For his part, Adams promised a sweeping agenda. He pledged to keep the streets safe while kicking rogue police out of the department, refocusing the city’s efforts on improving the lives of its poorest residents while not asking more of big business and the rich, improving schools while keeping the basic outlines of the city’s educational system intact.

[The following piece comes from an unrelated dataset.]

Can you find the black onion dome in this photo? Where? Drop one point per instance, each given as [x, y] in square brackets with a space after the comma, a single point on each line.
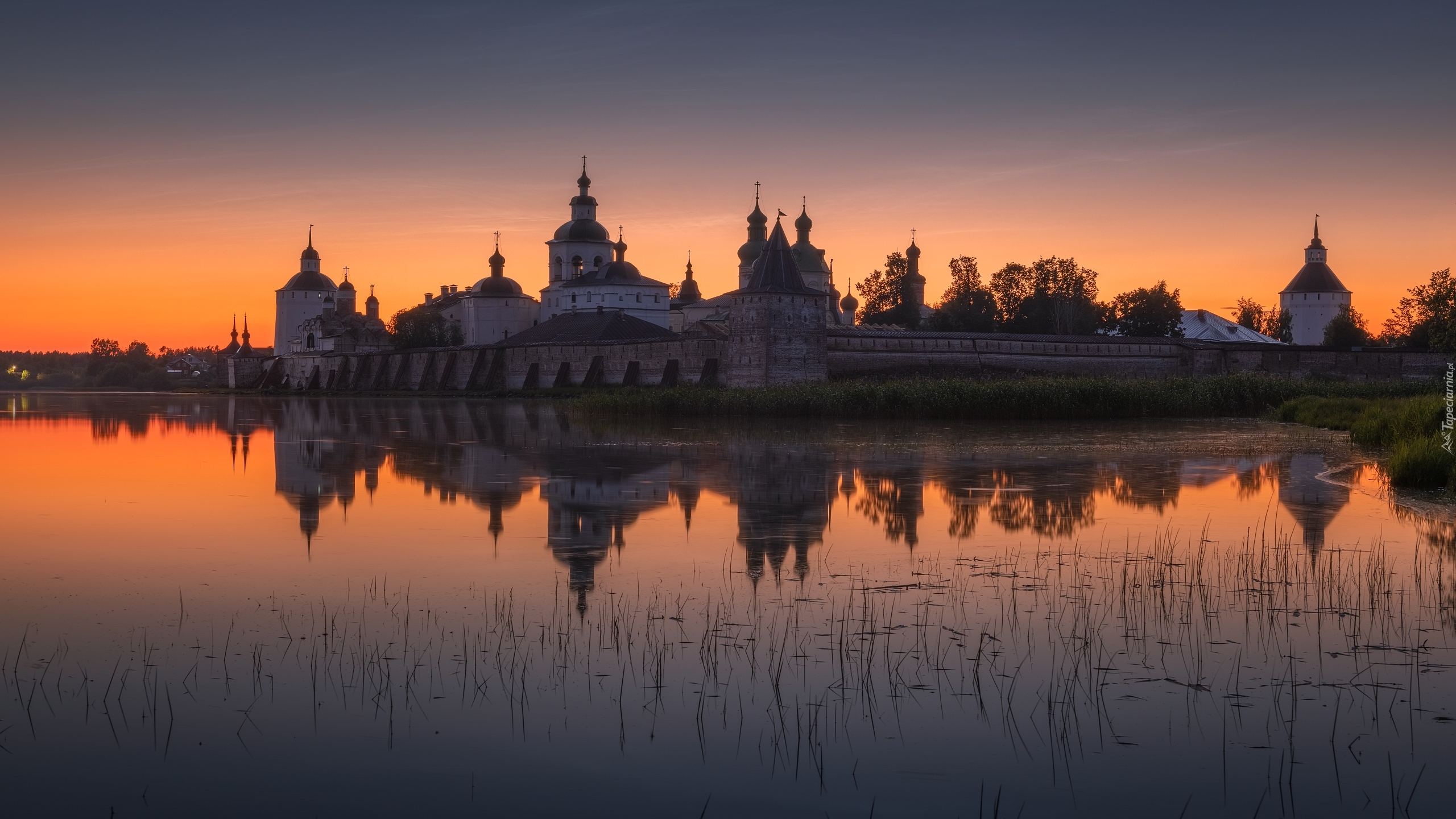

And he all but promised to be a mayor that will keep the attention of New Yorkers. There were no TV screens and no announcement at his Election Night party that Adams had actually won, and he surprised those in attendance by making his way through the crowd from a back entrance. When Adams eventually appeared onstage, he first words were about how his staff had tried to tell him where to stand, but he ignored them. “I’m the mayor now,” he said. And after ticking through his thank-you’s to his campaign team, and laying out his biography and what he hoped to accomplish as mayor, Adams introduced his five siblings onstage. “It’s hard to be the sibling of Eric Adams,” he said in conclusion, and with that, a new political era in New York had begun.